Imagine how your life would change if you were informed that at the young age of 30, your wife and mother of your three children was diagnosed with chronic heart failure. This is the exact situation Ohio Local 912 member Josh Gilkison found himself when his wife, Golda, called from the doctor’s office in June 2015.
Golda felt something was wrong throughout her pregnancy, but her doctor kept telling her they were normal pregnancy symptoms. She remained persistent and after giving birth, her doctor finally ordered some tests. That’s when it was discovered that she had peripartum cardiomyopathy, a rare condition that prevents the heart from pumping blood to the rest of the body properly.
Watch: Golda’s Story
Josh, a maintenance technician at General Electric, was devastated upon receiving the news. With a newborn, a toddler and a 5-year-old, he knew there were going to be difficult days ahead.
“I couldn’t believe what I was hearing. We had what we believed to be the perfect life,” said Josh.
Golda received a defibrillator in October 2015, and her condition is being treated with medication. However, dealing with the symptoms and the uncertainty of the future are a few things their family struggles with daily.
“It’s not always easy living with a chronic heart condition,” says Golda, “but every day I get to spend with my children and husband is a gift.”
In true Fighting Machinist fashion, the Gilkisons aren’t just managing their situation, they are conquering it. They have embarked on a mission to raise awareness to help others who may be dealing with the same circumstances.
“My advice is to always be your own advocate,” said Golda. “No one knows your body better than you, and if you feel something is wrong, don’t take no for an answer.”
The Gilkisons worked with the American Heart Association (AHA) to film a video to highlight their story and raise awareness and support a cure of the disease.
They have also organized a team to participate in Cincinnati’s Heart Mini Marathon and Walk. The fundraising event benefiting local chapters of the AHA and the American Stroke Association includes running and walking events of different distances, so people of all skill levels and ages can participate. Team “Heart Failure Famous” has over 75 members and has raised over $4,400 to combat heart disease.

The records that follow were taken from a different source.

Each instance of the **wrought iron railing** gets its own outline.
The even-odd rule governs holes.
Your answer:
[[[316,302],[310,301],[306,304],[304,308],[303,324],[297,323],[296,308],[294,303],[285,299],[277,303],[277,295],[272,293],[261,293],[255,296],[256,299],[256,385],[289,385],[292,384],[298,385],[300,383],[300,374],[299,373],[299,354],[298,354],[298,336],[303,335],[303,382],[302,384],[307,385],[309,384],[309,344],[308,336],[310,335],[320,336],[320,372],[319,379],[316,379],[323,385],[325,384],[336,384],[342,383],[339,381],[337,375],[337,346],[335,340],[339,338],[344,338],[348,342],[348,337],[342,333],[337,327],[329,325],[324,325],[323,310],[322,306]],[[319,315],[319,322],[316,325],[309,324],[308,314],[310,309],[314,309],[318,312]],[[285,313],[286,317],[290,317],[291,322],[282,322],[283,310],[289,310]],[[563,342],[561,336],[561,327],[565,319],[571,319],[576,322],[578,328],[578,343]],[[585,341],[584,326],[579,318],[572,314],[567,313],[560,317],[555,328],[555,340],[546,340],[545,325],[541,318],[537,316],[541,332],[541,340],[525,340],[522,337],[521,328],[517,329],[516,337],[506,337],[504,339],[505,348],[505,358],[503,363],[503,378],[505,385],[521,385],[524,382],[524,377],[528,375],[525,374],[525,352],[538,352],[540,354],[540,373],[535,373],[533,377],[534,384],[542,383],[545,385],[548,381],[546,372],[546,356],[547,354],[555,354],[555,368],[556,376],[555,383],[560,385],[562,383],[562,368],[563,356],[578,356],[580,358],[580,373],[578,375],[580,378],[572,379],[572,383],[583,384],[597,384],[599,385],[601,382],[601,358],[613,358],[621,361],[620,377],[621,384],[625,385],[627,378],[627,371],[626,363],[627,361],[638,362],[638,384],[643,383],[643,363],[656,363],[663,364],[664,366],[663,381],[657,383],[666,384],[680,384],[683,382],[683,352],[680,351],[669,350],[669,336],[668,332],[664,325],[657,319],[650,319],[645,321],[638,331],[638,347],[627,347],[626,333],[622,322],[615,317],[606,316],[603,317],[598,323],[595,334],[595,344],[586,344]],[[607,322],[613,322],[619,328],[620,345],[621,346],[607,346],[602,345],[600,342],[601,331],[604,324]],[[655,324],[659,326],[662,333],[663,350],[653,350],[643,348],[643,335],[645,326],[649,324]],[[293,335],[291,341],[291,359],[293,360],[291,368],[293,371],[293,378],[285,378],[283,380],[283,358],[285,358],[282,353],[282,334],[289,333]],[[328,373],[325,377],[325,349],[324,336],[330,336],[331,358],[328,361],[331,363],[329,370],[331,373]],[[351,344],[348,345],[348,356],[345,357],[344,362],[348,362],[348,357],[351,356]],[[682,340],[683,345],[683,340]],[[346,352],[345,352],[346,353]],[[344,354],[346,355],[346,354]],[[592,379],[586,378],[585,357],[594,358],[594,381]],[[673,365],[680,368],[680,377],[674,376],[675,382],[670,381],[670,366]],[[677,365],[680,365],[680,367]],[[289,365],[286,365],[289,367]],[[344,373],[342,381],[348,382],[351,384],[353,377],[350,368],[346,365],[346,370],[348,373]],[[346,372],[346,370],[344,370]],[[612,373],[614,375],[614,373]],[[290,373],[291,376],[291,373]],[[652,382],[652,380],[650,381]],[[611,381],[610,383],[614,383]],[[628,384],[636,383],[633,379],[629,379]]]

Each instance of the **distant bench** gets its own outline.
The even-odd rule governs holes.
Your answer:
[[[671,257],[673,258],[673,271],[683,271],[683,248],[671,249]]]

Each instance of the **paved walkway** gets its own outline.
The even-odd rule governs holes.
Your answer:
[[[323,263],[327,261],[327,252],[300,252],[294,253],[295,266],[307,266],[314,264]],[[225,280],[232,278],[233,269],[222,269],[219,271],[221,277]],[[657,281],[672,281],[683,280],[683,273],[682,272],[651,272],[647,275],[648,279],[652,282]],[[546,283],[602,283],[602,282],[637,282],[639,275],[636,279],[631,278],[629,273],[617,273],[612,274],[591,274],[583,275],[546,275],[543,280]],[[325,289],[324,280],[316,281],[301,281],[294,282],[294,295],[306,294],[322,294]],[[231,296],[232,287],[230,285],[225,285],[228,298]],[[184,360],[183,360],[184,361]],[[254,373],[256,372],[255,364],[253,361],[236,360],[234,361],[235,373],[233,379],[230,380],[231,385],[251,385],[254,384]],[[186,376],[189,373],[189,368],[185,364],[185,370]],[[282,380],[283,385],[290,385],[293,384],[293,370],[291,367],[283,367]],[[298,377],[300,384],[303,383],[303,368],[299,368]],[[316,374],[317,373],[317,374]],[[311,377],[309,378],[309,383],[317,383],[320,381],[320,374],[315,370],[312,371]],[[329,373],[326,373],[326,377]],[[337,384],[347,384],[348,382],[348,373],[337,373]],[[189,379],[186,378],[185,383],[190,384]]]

If you would like to help the Gilkisons with their cause, you can donate to the Heart Failure Famous team.
Golda’s heart condition has changed their lives, and for Josh, it has highlighted the importance of being in a Union.
“I can’t say enough about the brotherhood and support I get from my union brothers and sisters,” said Josh. “If there is anything I need, I know they are there for me. There is comfort in having an extra family that cares about you and supports your efforts.”